I advised Maja to taste the radishes and carrots every day after the first few days to start to notice how the flavors change over time. I told her that for me, around ten days, the salty flavor that has been so prevalent on the vegetables goes away and other flavors start to come through. That's when I call them "done," take off the weight, tighten the lids, and store the jars in the refrigerator for eating.
My recipe for dill carrots is the same as for dill beans, which appears in this post. Just substitute carrots and you've got it (today we omitted the chiles de árbol, but you could include them if you like your carrots spicy).
Fermented Dill Carrots
- Enough carrots to fill your jars. Trim and cut into spears or rounds, whatever you like. You don't need to peel them.

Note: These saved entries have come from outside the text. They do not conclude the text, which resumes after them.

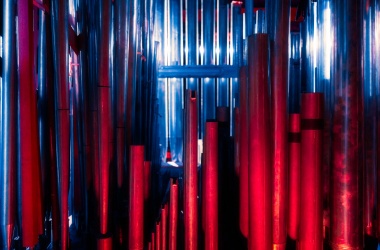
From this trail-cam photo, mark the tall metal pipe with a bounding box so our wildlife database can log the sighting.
[247,34,272,250]
[169,178,178,250]
[129,145,145,250]
[298,93,323,250]
[330,0,363,249]
[287,114,301,240]
[161,204,168,250]
[18,0,44,246]
[269,2,291,249]
[238,66,248,238]
[1,0,16,248]
[184,90,198,250]
[51,0,71,247]
[156,221,161,250]
[204,122,218,250]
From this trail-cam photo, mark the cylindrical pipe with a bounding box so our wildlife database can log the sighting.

- 1 bunch (or more) of fresh dill. (I've used as much as one bunch per quart jar, but have also used less.)
- 1-2 tablespoons of black peppercorns per jar
- About 1/4 teaspoon of celery seed per jar
- 1-3 peeled garlic cloves per jar (I like more garlic, but you may prefer less)
- Enough salt and water to make a 5% brine for your jars
- Fermentation weights, one for each jar. I love Sandy Der's weights.

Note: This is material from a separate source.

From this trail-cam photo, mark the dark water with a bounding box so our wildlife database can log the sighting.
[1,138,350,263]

Wash the carrots and the dill. Put the dill fronds into the jars along with the peppercorns, celery seed, and garlic cloves. Fit the carrot pieces in the jars, as many as you can, in as organized a fashion as you can. Leave about two inches of space between the top of the carrots and the top of the jar. You may need to cut some of the carrots.
Measure 1 liter of water (about 4 1/4 cups) and 50 grams of salt (if you don't have a kitchen scale, for the Real Salt I used, 50 grams amounted to approximately 3 tablespoons of salt) and dissolve the salt in the water. When the salt is dissolved, pour the water into the jar of carrots until the carrots are fully submerged under the brine. Leave about an inch of space between the brine and the top of the jar. (If that wasn't enough brine for your jars, make another batch.) Place a fermentation weight on the top of the carrots in each jar so that the carrots stay under the brine. LOOSELY screw the lid on the jar. Write the date you started the carrots on the jar--grease pencil on the lid or a label made from masking tape work well--and put the jar in a cool corner, out of direct sunlight, to ferment. Check and taste every few days to see how the ferment is progressing and to confirm the carrots remain fully under the brine. Top off the jar with more water if the level drops. Our carrots are usually ready to enjoy in 10 days or so, but that timeframe can shift depending on the time of year and how warm it is in the house.

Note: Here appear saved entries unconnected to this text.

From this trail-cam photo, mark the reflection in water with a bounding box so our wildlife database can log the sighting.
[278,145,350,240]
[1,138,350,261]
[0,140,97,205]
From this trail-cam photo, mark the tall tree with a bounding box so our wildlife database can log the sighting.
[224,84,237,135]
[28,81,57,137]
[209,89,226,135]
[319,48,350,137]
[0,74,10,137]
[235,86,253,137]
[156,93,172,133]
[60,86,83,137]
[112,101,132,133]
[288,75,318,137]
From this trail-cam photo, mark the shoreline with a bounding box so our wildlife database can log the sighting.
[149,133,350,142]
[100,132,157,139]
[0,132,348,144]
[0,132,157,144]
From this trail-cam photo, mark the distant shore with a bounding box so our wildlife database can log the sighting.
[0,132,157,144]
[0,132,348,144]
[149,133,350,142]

For radishes, the process is the same as for carrots but with fewer ingredients. All you need is radishes, salt, water, and a sprig of thyme (if you want to add one). Get as many radishes as you need to fill your jars. Wash, trim and cut your radishes. Cut the radishes however you like. I enjoy thin cross-sections, but you could easily do quarters or even whole radishes. Put the radishes in the jar by themselves or with a sprig of thyme. Pour in 5% brine, top the radishes with a weight (and if some radishes float up to the surface, lay a blanket of a washed cabbage leaf under the weight to keep all the radish slices under the brine). Cover the jar with a loose lid, and label the jar with the date you started them. Place the jar out of direct sunlight in a cool area, and check them every few days to see how they're tasting and to confirm they remain fully under the brine. The radishes should be ready to eat in about 7-10 days.